しかも反抗期で私の世界には私ひとりだと思っていた。
突然の死。今思えば、今でもはっきり目に焼きついているほどに
父は衰弱していっていたのに「死」なんて思うこともなかった。
病魔に冒され、あっけなく死んでしまった。
人は、死ぬんだと思った。
ずっと気丈に過ごしてきた母が母方の祖母が病院に到着したときに抱きついて泣き崩れたことも鮮明に覚えている。
葬儀屋さんに家族写真を渡して葬儀用の写真を作ってもらった時、間違えて祖父の写真で作ってきてしまったとき、母が号泣したこと。
ひと粒の涙も流さなかった祖父が姿を消し、探しに行ったら自室で声を殺して泣いていて、声をかけられなかったこと。
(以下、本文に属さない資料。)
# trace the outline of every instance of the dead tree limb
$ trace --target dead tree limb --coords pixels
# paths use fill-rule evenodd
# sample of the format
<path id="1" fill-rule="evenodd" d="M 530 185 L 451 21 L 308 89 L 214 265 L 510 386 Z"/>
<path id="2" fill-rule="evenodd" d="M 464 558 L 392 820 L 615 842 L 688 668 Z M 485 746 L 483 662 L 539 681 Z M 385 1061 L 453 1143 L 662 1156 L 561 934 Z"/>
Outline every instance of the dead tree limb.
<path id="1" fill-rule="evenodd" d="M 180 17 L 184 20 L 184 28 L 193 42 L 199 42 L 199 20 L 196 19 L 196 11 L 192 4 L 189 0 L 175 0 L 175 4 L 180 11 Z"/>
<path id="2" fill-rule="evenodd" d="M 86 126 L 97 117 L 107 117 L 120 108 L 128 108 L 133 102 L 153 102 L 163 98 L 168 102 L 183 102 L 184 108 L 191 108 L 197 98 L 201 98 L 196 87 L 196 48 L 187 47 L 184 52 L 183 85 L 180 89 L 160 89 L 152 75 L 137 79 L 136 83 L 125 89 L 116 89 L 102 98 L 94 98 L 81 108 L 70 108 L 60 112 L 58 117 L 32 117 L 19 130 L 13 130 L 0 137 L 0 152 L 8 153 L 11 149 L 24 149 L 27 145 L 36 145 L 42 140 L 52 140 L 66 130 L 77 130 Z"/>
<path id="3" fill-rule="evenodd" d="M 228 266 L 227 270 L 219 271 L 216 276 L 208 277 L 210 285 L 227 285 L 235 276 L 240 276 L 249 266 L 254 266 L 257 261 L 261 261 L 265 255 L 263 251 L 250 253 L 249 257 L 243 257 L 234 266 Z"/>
そんな中、まだ現実を受け止められず、寝てばかりいた私。
何日も何日も学校でも家でも涙も流さず寝ていた。でも、ある日寝ていたらテレビから
「◎◎(私の名前)! がんばれ!」という声が聞こえた。
父だと思って飛び起きた。
テレビには武田鉄矢が映っていた。
なにかの宣伝だった。
私は火がついたように泣いた。
やっと、そこでやっと現実に目を向けた。
あれから10年。今は父がいないことが普通になっているけど
ふと、考える。
今、もし父がいたら私はどういう生き方をしているだろうと。
友達の家に行ってお父さんがいたら、不思議な気持ちになる。
父は優しい人だったので、いい記憶しかない。
だからかは知らないが、中年の上司などに怒られるとすごく怖い。
人の死にも敏感になった。友達のお父さんとか亡くなると、
ぜんぜんそのお父さんのことを知らなくても葬式で号泣してしまう。
残された家族の悲しみを思うと、涙が出てしまうのだ。
でもきっと、私よりも、愛する人を失った母、そして息子を失った
祖父母のほうが悲しみは深いと思う。比べるものじゃないけど。
なので、母や祖父母のために私は生きていきます。